Some Americans still pay cash for health care services. Providers typically charge them less because the provider does not incur the expense of billing an insurer, and does not receive the insurer’s much-discounted reimbursement. This practice will continue to be legal; however, the practice will be subject to be shared responsibility payment or tax penalty, because the practice will refer to individuals who do not meet the requirements of the pertinent IRS Code section. The penalty amounts to 2.5% of the excess of the taxpayer’s adjusted gross income over the IRS-designated poverty level for that year.
If health care is expensive now, how expensive will it be, given the new recordkeeping requirements and universal insurance? If everyone is forced to purchase insurance coverage, won’t everyone feel he has the right to get something he’s paying for anyway, and purchase services he doesn’t need and would not have purchased if he didn’t have insurance? Maybe this would be a great time for one of my neighbors to have those tattoos removed….

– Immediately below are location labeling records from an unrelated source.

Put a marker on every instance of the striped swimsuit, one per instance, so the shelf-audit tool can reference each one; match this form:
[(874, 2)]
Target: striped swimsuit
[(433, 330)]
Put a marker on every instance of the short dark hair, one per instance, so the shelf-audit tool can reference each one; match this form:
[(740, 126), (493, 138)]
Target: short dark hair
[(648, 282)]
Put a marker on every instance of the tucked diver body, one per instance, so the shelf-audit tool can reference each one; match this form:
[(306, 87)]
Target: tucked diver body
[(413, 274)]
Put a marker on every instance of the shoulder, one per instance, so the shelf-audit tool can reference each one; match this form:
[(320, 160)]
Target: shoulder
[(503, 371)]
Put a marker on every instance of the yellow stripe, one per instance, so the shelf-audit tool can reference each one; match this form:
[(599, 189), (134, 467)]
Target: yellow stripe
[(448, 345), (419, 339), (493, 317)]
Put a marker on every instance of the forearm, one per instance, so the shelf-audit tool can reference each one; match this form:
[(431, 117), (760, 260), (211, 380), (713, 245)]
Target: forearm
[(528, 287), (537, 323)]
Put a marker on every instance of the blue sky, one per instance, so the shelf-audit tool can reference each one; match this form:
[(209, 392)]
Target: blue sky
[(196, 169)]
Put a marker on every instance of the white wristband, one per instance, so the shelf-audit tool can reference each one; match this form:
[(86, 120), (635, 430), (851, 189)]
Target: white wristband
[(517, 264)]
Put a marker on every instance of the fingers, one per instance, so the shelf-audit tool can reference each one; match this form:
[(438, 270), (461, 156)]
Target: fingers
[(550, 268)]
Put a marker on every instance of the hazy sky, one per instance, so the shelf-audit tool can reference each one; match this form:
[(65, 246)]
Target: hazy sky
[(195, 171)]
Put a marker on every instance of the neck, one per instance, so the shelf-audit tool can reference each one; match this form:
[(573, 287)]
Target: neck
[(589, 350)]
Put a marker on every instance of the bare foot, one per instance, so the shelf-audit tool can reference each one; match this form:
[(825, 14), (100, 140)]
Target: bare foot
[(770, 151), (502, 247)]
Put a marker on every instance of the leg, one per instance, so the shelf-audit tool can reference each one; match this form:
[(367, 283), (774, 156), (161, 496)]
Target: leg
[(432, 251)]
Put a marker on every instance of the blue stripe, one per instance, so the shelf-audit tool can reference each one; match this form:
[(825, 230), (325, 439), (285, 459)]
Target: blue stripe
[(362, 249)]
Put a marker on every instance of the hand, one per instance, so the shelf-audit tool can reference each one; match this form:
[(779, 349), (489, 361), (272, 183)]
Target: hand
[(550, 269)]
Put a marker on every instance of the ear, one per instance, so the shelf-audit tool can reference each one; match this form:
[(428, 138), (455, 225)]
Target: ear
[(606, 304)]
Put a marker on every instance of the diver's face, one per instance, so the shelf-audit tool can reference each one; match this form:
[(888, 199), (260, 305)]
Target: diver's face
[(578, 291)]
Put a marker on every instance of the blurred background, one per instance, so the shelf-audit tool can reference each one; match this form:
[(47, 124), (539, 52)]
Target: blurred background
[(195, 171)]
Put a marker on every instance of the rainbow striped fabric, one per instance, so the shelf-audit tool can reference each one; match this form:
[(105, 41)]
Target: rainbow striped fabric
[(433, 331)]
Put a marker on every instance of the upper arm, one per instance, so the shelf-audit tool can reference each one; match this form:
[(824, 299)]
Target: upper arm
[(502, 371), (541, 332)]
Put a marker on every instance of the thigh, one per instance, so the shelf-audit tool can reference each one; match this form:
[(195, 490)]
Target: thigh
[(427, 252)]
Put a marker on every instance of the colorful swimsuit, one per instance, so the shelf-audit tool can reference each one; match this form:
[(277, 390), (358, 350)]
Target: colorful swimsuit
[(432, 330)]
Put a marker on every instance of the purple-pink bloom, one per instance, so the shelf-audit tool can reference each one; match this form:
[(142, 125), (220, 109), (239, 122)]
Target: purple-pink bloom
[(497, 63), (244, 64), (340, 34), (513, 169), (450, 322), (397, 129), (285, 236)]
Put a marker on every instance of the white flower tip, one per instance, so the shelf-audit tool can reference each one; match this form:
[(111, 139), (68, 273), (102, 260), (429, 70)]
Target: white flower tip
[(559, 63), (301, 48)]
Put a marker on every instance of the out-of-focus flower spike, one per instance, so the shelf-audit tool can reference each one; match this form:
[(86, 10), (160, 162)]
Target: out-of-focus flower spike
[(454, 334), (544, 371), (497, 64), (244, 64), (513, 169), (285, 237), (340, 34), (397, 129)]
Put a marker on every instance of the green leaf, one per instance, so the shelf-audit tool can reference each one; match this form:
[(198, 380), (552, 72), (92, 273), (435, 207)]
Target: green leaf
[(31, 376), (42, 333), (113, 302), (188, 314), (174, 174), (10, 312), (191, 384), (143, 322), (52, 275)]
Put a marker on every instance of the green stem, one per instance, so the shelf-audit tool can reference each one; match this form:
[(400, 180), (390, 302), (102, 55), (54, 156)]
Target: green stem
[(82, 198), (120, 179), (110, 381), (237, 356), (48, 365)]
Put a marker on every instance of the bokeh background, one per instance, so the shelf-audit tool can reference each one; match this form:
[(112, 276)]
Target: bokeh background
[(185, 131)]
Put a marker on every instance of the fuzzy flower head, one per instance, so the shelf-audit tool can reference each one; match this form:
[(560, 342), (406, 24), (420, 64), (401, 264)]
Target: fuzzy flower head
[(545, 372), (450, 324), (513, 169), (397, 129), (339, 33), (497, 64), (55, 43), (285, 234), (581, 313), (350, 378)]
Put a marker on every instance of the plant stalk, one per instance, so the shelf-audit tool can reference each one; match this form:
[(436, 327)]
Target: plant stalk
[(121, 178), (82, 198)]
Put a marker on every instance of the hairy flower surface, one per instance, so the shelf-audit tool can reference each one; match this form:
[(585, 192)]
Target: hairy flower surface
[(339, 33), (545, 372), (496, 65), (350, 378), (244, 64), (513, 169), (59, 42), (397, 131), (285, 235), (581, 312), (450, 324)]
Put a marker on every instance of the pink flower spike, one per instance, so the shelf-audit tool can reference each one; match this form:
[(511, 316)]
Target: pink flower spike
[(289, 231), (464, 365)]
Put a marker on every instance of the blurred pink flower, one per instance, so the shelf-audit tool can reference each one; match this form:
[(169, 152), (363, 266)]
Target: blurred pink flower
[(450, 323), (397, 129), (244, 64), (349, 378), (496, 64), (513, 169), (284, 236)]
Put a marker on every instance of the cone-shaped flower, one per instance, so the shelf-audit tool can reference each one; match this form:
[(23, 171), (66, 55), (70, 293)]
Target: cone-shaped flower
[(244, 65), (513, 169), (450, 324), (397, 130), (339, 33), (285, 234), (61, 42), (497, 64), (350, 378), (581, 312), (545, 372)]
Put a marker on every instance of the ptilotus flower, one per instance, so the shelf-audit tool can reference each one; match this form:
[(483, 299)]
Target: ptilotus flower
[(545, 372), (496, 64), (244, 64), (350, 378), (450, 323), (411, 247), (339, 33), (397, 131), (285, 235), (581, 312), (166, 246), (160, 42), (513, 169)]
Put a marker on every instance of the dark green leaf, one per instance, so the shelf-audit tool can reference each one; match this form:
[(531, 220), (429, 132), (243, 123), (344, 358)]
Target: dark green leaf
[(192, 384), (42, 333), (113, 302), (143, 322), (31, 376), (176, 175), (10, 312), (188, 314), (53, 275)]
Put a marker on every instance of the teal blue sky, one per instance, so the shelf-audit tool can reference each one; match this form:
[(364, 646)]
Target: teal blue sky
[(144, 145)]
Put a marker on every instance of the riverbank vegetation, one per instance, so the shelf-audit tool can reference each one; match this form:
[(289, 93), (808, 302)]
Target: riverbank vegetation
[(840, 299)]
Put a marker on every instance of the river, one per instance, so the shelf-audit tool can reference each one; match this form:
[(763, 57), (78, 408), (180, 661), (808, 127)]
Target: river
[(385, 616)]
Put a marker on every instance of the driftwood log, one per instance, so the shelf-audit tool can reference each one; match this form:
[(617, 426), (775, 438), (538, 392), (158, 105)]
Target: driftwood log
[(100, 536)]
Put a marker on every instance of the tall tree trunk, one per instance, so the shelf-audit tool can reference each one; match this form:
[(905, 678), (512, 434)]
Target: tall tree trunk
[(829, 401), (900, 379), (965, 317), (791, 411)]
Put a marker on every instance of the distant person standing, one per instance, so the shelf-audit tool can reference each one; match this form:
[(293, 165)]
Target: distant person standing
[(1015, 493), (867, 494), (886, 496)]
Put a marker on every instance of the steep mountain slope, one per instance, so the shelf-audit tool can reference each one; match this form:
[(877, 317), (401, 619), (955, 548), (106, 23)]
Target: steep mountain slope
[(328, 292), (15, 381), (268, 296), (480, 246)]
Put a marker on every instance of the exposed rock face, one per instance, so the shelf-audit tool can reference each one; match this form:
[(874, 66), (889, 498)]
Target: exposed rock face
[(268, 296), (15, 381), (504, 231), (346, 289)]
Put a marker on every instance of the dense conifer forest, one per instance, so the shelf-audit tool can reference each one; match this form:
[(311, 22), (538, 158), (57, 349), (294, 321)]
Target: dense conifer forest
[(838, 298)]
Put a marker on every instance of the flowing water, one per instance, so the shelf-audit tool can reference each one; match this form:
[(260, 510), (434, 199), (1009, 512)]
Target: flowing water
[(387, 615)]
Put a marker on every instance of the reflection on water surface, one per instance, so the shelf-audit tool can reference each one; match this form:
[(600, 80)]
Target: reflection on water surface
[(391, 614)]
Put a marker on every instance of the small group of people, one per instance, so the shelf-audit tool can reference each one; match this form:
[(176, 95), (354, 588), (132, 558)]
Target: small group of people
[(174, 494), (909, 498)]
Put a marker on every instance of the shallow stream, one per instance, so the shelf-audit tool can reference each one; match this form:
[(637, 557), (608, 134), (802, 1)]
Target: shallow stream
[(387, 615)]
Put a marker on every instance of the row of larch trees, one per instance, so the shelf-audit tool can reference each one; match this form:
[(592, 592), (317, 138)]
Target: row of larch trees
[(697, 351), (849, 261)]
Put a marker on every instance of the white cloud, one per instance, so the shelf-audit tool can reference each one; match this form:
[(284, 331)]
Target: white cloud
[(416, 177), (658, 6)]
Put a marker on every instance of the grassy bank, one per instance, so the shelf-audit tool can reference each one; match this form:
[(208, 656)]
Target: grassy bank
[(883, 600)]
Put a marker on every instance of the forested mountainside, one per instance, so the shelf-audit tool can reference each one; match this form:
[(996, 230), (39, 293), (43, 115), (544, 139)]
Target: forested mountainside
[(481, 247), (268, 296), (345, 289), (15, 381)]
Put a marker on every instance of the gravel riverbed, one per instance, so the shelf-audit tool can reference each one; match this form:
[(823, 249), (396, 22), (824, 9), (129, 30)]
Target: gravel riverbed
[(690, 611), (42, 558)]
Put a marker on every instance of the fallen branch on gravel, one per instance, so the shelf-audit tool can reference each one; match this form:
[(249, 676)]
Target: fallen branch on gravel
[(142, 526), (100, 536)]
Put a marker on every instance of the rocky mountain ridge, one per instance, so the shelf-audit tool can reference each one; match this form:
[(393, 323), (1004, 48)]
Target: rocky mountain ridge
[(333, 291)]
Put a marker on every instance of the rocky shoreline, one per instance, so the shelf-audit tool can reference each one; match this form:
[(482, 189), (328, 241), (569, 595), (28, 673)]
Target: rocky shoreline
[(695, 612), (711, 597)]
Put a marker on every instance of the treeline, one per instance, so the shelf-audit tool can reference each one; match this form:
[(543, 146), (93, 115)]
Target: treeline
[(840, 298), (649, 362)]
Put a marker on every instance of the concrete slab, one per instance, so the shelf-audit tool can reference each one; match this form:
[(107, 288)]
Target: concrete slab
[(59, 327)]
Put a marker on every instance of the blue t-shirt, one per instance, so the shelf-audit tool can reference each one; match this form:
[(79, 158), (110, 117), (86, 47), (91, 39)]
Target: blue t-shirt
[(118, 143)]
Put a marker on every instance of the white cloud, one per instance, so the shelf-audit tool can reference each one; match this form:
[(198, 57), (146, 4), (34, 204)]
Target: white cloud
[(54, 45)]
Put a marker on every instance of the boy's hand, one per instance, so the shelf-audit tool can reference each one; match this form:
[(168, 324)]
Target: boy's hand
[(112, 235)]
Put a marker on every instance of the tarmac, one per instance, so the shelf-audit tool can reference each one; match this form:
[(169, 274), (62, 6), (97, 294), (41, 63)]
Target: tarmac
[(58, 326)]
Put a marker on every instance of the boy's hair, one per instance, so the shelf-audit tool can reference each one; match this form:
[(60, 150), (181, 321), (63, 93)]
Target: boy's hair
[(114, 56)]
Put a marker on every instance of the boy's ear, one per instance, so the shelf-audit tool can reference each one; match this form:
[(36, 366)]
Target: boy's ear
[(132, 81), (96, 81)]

The government is dead wrong in its market scenario. The government theory is that if everyone purchases insurance, insurance costs will go down in accordance with an enlarged risk pool: non-users will offset heavy users. But the human design to get what one pays for will increase demand for services, which will cause services to become scarce, and hence expensive. And so insurance costs will not decrease, but will in fact increase, and so will the cost of health care.
But far be it for me to invoke logic when we have been discussing the IRS overseeing our health care.